On appeal, Chilcott argues that the statute of limitations should be tolled as to incident one, because he did not discover he was infected with Hepatitis C until years later. “[A] cause of action accrues, and the statute of limitations begins to run, when the plaintiff knew or should have known of the injury upon which its action is based.” Kach, 589 F.3d at 634 (internal quotation marks omitted). Determining when a claim accrues is an objective inquiry: “we ask not what the plaintiff actually knew but what a reasonable person should have known.” Id. (emphasis added). Here, in his response to Erie County Prison's motion to dismiss, Chilcott indicated that he knew the inmate who had blood drawn before him “was sick,” but that he did not specifically know that the inmate had Hepatitis C. Dkt. #30. Further, he noted that he “got tested upon release” for AIDS, because that was what Chilcott was afraid of contracting. Dkt. #30. Thus, even if Chilcott did not know specifically that he was infected with Hepatitus C until years later, his actions nevertheless indicate that he was aware that an injury had occurred when he was exposed to the infected needle in 1998. See Kach, 589 F.3d at 634; Schmidt, 770 F.3d at 251–52 (noting, where a court entertains a motion to dismiss on statute of limitations grounds, a plaintiff is not required to plead facts sufficient to overcome such an affirmative defense; however, dismissal may nevertheless be appropriate when the plaintiff effectively alleges facts sufficient to establish the defense).
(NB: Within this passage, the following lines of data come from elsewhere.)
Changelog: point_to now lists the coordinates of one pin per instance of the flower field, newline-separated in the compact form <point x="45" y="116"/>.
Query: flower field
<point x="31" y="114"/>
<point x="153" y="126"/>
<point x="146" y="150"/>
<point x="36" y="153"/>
Chilcott also argues on appeal that incident three (the confiscation of his firearms) and incident four (the tasering/handcuff incident) are related. He appears to argue that, because these two incidents are related, and that incident four happened less than two years from the time he filed one of his previous lawsuits related to incident three, he has somehow preserved both claims for consideration in his current suit. See Appellant's Br. 4–5. Even if these two incidents were related, Chilcott very clearly indicated in his complaint that incident four occurred in 2014, which is more than two years from the date his current action was commenced (December 18, 2017). See Robinson v. Johnson, 313 F.3d 128, 135 (3d Cir. 2002) (noting a statute of limitations defense may serve as the basis for a dismissal under Rule 12(b)(6) when the time-bar is apparent on the face of the complaint).

Accordingly, for all of the foregoing reasons, we will affirm the Magistrate Judge's judgment. Furthermore, given the circumstances of this case, including the fact that Chilcott has previously brought suits based on several of the incidents in his complaint, the Magistrate Judge did not err in finding that any further amendment would be futile. See Grayson v. Mayview State Hosp., 293 F.3d 103, 111 (3d Cir. 2002). We grant the City of Erie's motion for leave to file its supplemental appendix.

FOOTNOTES

1.   Although statute of limitations and res judicata are affirmative defenses, they can be asserted on a motion to dismiss. See Adams v. Gould Inc., 739 F.2d 858, 870 n.14 (3d Cir. 1984).

2.   The parties consented to adjudication before a Magistrate Judge pursuant to 28 U.S.C. § 636(c)(1).

3.   These previous lawsuits are matters of public record. See Schmidt v. Skolas, 770 F.3d 241, 249 (3d Cir. 2014) (noting, when deciding a motion to dismiss, courts may consider matters of public record).

4.   While we construe Chilcott's pro se filings liberally, this policy does not prevent us from applying the waiver doctrine to his pro se appeal. See, e.g., Emerson v. Thiel Coll., 296 F.3d 184, 190 n.5 (3d Cir. 2002) (per curiam); Gambino v. Morris, 134 F.3d 156, 161 n.10 (3d Cir. 1998).

5.   Since this determination is dispositive of the appeal, we need not address the applicability of the doctrine of res judicata as to these issues.

6.   As noted above, this incident was the subject of a prior lawsuit, which indicated that this incident took place in July of 2010. Suppl. App. at 5.